Luckily, I have the album in its entirety which allows me to infer much about the family, their friends, interests and concerns. I hate to see album pages being sold separately and removed from their original context. The careful placing together of certain images and the interplay of pages tells us much about the author’s intent. This is explored brilliantly by Barbara Levine in her work Snapshot Chronicles: inventing the American Photo Album.

The bathing attire was right on trend for the 1920s. The women appear to be wearing one-piece costumes called tank suits, a style which was popularized by the Australian swimmer, Annette Kellerman. Many of these suits have bold geometric patterns. Bathing caps protected the women’s bobbed hair and mirror the cloche hats of the era.

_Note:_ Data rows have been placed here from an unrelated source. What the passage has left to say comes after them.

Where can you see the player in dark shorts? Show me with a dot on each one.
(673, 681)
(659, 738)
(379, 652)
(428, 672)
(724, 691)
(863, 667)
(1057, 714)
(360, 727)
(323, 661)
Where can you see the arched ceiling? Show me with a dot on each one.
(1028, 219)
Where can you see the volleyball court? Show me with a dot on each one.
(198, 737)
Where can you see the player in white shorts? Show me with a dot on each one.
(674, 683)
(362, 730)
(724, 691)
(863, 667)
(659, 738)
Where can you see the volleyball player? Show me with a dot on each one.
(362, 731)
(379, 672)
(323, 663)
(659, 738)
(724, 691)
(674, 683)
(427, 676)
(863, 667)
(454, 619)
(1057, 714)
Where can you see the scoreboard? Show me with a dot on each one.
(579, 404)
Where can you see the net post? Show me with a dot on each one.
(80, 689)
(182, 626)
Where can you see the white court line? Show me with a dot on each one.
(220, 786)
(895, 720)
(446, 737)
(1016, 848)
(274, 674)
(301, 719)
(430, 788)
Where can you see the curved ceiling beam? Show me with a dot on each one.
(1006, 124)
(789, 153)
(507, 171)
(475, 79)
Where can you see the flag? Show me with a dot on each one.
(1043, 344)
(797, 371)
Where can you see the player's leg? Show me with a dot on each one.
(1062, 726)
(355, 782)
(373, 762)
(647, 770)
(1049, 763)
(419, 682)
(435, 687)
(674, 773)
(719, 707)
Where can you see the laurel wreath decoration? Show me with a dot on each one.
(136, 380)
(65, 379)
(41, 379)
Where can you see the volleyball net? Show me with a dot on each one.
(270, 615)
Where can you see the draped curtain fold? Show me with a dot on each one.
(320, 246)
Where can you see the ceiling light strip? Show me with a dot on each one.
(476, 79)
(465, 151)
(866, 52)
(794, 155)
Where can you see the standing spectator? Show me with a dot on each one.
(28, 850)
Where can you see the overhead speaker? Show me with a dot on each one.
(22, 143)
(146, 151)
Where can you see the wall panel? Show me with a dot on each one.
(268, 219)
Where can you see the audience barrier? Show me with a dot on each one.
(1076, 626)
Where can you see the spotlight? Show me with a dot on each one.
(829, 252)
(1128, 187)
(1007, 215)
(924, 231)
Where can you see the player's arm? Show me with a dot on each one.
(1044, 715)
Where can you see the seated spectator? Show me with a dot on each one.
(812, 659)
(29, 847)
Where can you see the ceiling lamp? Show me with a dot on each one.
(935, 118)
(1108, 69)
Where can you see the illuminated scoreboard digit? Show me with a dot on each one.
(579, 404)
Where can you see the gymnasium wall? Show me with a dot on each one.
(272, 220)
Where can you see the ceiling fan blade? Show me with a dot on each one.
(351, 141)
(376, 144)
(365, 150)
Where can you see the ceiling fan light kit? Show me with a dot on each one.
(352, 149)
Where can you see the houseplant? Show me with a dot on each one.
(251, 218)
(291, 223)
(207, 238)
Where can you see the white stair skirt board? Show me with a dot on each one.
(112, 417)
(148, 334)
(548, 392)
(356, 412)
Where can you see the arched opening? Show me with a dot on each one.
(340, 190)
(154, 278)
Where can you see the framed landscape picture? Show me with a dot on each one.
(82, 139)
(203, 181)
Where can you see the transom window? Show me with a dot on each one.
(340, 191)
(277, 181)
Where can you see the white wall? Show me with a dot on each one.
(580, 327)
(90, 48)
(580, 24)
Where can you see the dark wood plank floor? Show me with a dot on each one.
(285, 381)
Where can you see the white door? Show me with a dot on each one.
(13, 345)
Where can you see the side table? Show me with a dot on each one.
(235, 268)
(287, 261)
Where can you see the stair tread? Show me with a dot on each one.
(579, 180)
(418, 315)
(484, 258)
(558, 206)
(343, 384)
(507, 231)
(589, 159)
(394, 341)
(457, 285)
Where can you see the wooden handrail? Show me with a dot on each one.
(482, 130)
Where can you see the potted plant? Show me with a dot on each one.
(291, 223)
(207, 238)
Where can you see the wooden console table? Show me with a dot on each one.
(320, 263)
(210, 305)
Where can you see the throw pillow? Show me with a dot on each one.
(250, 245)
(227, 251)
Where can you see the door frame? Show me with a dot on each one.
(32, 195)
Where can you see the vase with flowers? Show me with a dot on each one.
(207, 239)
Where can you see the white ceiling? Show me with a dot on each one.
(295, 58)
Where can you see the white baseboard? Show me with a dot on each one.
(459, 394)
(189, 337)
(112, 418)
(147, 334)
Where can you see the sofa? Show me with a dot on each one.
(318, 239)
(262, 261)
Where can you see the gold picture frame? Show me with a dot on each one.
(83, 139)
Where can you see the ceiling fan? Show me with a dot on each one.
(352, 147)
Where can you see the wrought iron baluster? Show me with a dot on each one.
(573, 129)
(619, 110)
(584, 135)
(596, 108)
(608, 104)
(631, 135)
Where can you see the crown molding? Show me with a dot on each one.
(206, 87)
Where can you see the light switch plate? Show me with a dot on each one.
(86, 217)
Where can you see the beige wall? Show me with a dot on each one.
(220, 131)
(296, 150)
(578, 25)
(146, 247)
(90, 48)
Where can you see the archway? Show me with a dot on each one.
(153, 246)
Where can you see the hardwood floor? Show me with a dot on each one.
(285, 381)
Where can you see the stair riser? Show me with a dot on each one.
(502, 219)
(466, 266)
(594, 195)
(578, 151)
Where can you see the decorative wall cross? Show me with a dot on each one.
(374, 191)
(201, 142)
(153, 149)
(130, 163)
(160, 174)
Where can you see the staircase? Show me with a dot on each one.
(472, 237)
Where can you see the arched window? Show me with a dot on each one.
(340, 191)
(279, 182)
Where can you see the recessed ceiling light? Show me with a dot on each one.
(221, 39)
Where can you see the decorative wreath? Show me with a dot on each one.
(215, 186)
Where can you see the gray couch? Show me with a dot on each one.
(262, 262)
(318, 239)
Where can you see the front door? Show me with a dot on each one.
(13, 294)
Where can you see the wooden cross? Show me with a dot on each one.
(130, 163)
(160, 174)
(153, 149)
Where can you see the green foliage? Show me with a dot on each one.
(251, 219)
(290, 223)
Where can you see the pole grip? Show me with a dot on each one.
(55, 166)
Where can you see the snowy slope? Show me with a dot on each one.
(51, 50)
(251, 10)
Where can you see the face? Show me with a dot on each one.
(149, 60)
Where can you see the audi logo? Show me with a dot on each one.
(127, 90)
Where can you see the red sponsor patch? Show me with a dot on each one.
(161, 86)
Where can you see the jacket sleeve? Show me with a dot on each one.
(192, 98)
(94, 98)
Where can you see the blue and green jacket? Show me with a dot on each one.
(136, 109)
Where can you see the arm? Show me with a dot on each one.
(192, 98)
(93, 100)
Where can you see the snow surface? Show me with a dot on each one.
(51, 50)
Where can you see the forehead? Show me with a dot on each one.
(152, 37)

The pre-Lycra fabric looks like it would definitely sag when wet!

The men’s costumes are also one-piece and the suit at the rear of the picture includes a button closure at the shoulder – a popular design feature during the 1920s.

From elsewhere in the album, I know that the young girl pictured above was called Doreen and that she was about 6 years of age in 1926, dating this snapshot to the late 1920s. I also know that the extended family holidayed in Rossnowlagh and Bundoran, County Donegal, where these photographs might possibly have been taken?

As ever, the snapshots inadvertently capture little details like the girl’s white shoes which are held in the hands of a female relative and the barely visible pioneer pin on the young man’s lapel to the left of this picture. I particularly like the fully suited gentleman who appears to have made no change to his outfit for the seaside trip.